Wolfgang war der erste Student, den ich kennenlernte: Er war Mitte dreißig, studierte im fünfundzwanzigsten oder fünfunddreißigsten Semester Germanistik und wohnte mit seiner Freundin Karin in einer riesigen Altbauwohnung in einem szenigen, linksalternativen Stadtteil von Hannover mit Flipperkneipen, Ökoläden und viel Graffiti … Wolfgang wurde mein Role Model – und zur 88. Ausgabe der Münsteraner Literaturzeitschrift »Am Erker« habe ich einen Text über ihn und seinen Werdegang beigesteuert. Die Ausgabe trägt den Titel »Das will ich auch. Literarische Lebensentwürfe« und enthält viele persönliche – mal ernste, mal heitere –Beiträge von geschätzten Kolleginnen und Kollegen wie u.a. Tanja Dückers, René Hamann, Gerhard Henschel, Sabine Peters oder Christian Y. Schmidt.

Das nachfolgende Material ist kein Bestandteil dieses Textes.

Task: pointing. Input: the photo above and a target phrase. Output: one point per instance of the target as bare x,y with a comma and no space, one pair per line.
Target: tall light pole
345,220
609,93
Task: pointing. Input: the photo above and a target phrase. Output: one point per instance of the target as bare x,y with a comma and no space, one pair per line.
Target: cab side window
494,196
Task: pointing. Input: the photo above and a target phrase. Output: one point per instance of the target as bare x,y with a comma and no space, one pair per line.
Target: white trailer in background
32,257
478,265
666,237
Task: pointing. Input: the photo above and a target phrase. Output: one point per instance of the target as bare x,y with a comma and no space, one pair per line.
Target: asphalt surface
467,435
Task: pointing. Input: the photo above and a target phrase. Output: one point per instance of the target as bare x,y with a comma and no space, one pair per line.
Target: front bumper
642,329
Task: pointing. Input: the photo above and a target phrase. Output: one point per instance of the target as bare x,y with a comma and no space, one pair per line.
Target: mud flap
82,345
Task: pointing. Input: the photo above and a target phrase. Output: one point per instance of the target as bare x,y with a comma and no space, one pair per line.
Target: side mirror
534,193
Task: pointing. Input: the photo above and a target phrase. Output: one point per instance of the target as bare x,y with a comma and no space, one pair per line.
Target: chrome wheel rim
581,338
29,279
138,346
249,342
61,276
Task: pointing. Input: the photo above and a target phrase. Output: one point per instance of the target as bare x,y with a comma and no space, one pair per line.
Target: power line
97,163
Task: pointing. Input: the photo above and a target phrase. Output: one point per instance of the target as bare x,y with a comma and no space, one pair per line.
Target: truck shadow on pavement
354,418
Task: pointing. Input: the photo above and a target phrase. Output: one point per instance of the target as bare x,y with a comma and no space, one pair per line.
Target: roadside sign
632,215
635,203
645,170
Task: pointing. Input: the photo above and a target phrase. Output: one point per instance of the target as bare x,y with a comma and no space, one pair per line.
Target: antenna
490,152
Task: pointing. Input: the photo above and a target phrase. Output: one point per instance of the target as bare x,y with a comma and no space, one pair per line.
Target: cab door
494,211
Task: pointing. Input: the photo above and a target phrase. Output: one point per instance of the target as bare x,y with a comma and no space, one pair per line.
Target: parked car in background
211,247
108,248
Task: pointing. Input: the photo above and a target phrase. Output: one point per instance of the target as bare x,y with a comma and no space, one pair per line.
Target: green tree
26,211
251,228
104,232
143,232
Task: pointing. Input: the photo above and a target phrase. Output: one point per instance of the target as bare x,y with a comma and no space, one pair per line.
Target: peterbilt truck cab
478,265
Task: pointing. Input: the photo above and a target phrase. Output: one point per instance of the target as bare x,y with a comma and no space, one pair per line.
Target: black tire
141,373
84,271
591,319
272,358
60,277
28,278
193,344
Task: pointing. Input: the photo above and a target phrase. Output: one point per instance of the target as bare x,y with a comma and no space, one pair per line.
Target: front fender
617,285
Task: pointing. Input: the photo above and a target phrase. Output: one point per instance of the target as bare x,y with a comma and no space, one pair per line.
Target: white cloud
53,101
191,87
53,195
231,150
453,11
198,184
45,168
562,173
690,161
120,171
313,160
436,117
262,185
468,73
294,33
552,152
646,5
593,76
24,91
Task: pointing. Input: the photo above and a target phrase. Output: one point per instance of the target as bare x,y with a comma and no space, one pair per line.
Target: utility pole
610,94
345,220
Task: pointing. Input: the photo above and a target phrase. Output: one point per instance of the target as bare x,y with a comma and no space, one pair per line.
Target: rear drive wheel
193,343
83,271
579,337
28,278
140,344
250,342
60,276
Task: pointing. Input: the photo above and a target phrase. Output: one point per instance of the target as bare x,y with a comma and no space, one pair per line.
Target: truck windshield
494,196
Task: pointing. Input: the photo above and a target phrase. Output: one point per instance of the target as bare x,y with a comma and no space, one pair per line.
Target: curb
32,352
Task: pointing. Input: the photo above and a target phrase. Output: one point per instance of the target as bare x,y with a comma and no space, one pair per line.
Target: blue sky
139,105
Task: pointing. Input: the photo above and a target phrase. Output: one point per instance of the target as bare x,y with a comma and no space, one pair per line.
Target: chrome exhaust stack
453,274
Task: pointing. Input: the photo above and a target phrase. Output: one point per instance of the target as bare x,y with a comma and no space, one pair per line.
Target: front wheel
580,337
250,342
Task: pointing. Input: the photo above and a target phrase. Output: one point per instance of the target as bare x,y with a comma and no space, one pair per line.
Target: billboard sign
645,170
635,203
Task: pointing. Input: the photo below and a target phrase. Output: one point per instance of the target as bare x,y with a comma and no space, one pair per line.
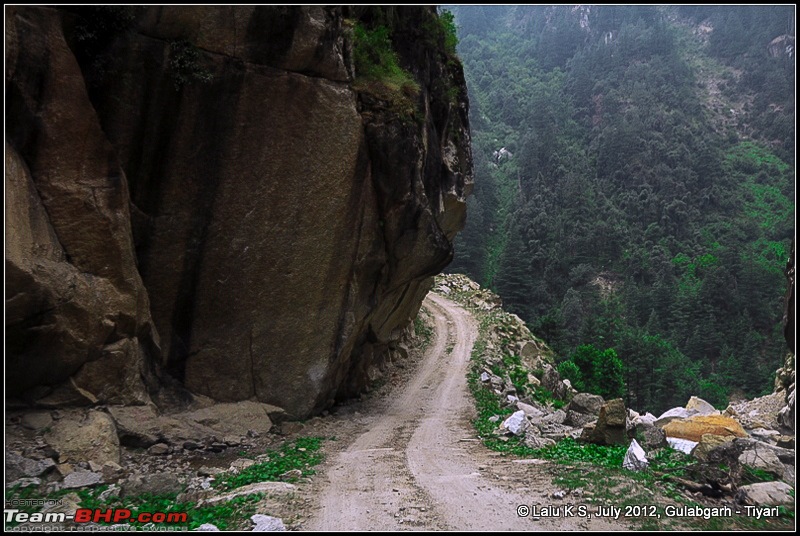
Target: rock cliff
200,202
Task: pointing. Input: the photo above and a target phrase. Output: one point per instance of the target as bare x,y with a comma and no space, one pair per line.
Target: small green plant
300,454
184,61
378,71
449,29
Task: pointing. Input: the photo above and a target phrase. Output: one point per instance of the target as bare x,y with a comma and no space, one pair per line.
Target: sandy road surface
416,465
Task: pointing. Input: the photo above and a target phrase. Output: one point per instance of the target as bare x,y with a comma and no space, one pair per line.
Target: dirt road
415,463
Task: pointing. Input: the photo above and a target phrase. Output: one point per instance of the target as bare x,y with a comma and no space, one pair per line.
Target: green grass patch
300,454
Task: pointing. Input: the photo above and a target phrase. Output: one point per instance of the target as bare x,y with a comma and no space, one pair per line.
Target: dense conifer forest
634,193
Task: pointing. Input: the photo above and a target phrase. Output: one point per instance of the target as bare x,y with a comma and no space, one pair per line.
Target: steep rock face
75,302
285,227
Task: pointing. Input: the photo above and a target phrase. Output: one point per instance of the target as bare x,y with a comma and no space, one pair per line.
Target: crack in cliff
242,61
252,365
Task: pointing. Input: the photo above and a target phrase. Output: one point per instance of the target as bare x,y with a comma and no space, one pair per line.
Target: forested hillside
634,187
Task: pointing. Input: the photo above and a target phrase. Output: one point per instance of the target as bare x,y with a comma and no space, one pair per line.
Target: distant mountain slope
635,185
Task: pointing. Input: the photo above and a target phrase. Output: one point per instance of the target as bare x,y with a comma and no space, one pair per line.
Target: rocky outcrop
201,194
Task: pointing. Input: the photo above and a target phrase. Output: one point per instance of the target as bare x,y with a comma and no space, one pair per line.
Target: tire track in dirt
414,465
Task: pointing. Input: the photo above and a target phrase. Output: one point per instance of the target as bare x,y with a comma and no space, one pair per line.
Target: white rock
516,423
267,488
647,418
267,523
683,445
531,411
766,494
673,414
701,406
635,458
80,479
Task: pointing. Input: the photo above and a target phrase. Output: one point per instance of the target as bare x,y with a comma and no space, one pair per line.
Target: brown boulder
72,286
695,427
610,428
286,227
84,437
709,442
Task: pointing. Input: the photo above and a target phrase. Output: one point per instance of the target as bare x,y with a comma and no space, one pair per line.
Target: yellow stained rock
695,427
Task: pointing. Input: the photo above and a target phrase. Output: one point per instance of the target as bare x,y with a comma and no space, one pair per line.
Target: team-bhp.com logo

Der Text über Wolfgang ist bereits meine zwölfte »Am Erker«-Veröffentlichung. Meine erste erschien vor 27 Jahren in der Winter-Ausgabe von 1998 zum Thema »Klassen Kampf«. Es war eine Erzählung über einen jungen Bildhauer, die Geschichte trug den Titel »Der erotische Kosmos der Vergeblichkeit« und mitunter habe ich das Gefühl, seit dreißig Jahren denselben Text zu schreiben.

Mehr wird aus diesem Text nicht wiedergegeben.